Dernière mise à jour à 09h29 le 26/02
Vous avez tous vu cette mémé guillerette qui a révolutionné dans sa jeunesse la vieille chanson Happy birthday to you. Mais ce n'est pas cela qui a valu à l'enfant du pays de remporter (avec deux collègues étrangers) le prix Nobel de physiologie ou médecine 2015. Redoutant comme la peste de se plonger dans d'arides & rébarbatifs détails médico-techniques, bien des étrangers ont renoncé à se renseigner sur l'histoire de cette récompense. À tort, car elle est passionnante.
Qu'est-ce que cette fameuse artémisinine ? Un médicament miracle contre le paludisme (que l'on appelle aussi la malaria). Peu coûteux, efficace, dépourvu d'effets secondaires, sans effet de résistance... Pas extraordinaire ça ? Cette découverte conclut une bataille humaine de 3 000 ans contre une fièvre, souvent mortelle, dont parlent les premiers écrits de l'histoire dans l'Égypte des pharaons et la Chine des Han. Autrefois, elle était courante aussi dans les zones tempérées, et des épidémies frappaient l'Europe du Nord.
Aujourd'hui la malaria, c'est une maladie tropicale transmise par les moustiques dans les pays les plus chauds et les plus pauvres du monde, Afrique sub-saharienne, Inde, Asie du Sud-Est, Amérique du Sud. Ce sont plus de 200 millions de malades et 600 000 décès par an.
On doit à un médecin de l'armée française, Alphonse Laveran, la découverte du parasite qui cause la maladie, qui fut récompensé de ce même prix Nobel de physiologie ou médecine en 1907. Il succédait au médecin anglais Ronald Ross qui en 1897 pointa du doigt les moustiques comme vecteurs principaux, d'où autre prix Nobel, en 1902.
Depuis le XVIIe siècle on soignait le paludisme à l'écorce de quinquina, recette rapportée du Pérou par les Jésuites, améliorée en 1820 par des chimistes français. Dans les années 1930, la firme allemande Bayer inventa la chloroquine, toujours utilisée de nos jours. Mais l'emploi massif de ces médicaments a provoqué des résistances du parasite à la quinine et à la chloroquine dès les années 1940, particulièrement en Asie du Sud. Tout était à recommencer.
Des équipes de recherche se sont mises au travail de par le monde, testant au hasard jusqu'à 40 000 molécules, sans succès.

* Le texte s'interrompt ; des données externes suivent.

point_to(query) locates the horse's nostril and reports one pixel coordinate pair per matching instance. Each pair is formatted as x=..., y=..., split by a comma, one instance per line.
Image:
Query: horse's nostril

L'équipe de Tu Youyou prit un autre chemin, s'inspirant de la devise de la chercheuse « La force de l'industrie chimique est de développer rapidement de nouvelles molécules, mais les molécules naturelles sont plus durables ». C'est ainsi qu'il fut décidé de privilégier les savoirs traditionnels chinois où Mme Tu finit par redécouvrir les vertus de l'armoise annuelle, Artemisia annua en latin, en chinois 青蒿.
Un effort qui allait être récompensé en 1972, alors que l'équipe finit par mettre au point un médicament antipaludique complètement nouveau : l'artémisinine. Enfin renaissait l'espoir d'éradiquer le paludisme résistant aux médicaments classiques.
Restait la phase de test du produit, d'abord sur des animaux puis sur l'homme. Véritable héroïne des temps modernes, Tu Youyou a commencé par essayer son invention sur elle-même avant de l'administrer à des patients, et il ne fallut pas moins de dix ans de recherches exténuantes pour développer un traitement efficace, mélangeant l'artéméther, un produit dérivé de l'artémisinine, et luméfantrine, un autre remède chinois ancestral.
Ce médicament n'est pas seulement une nouvelle thérapie. Il ouvre aussi une nouvelle page dans le progrès médical qui doit renouer avec les savoirs anciens. C'est ce qu'a rappelé Tu Youyou lors de son discours d'acceptation du prix Nobel.
« Depuis Shen Nong (le patron des pharmaciens dans la mythologie chinoise), la MCT a accumulé une expérience substantielle dans la pratique clinique, elle a recensé les applications médicales d'une foule de plantes. Nous devons apprécier la culture traditionnelle pour retrouver la beauté et les trésors qu'elle nous lègue ! » a-t-elle conclu.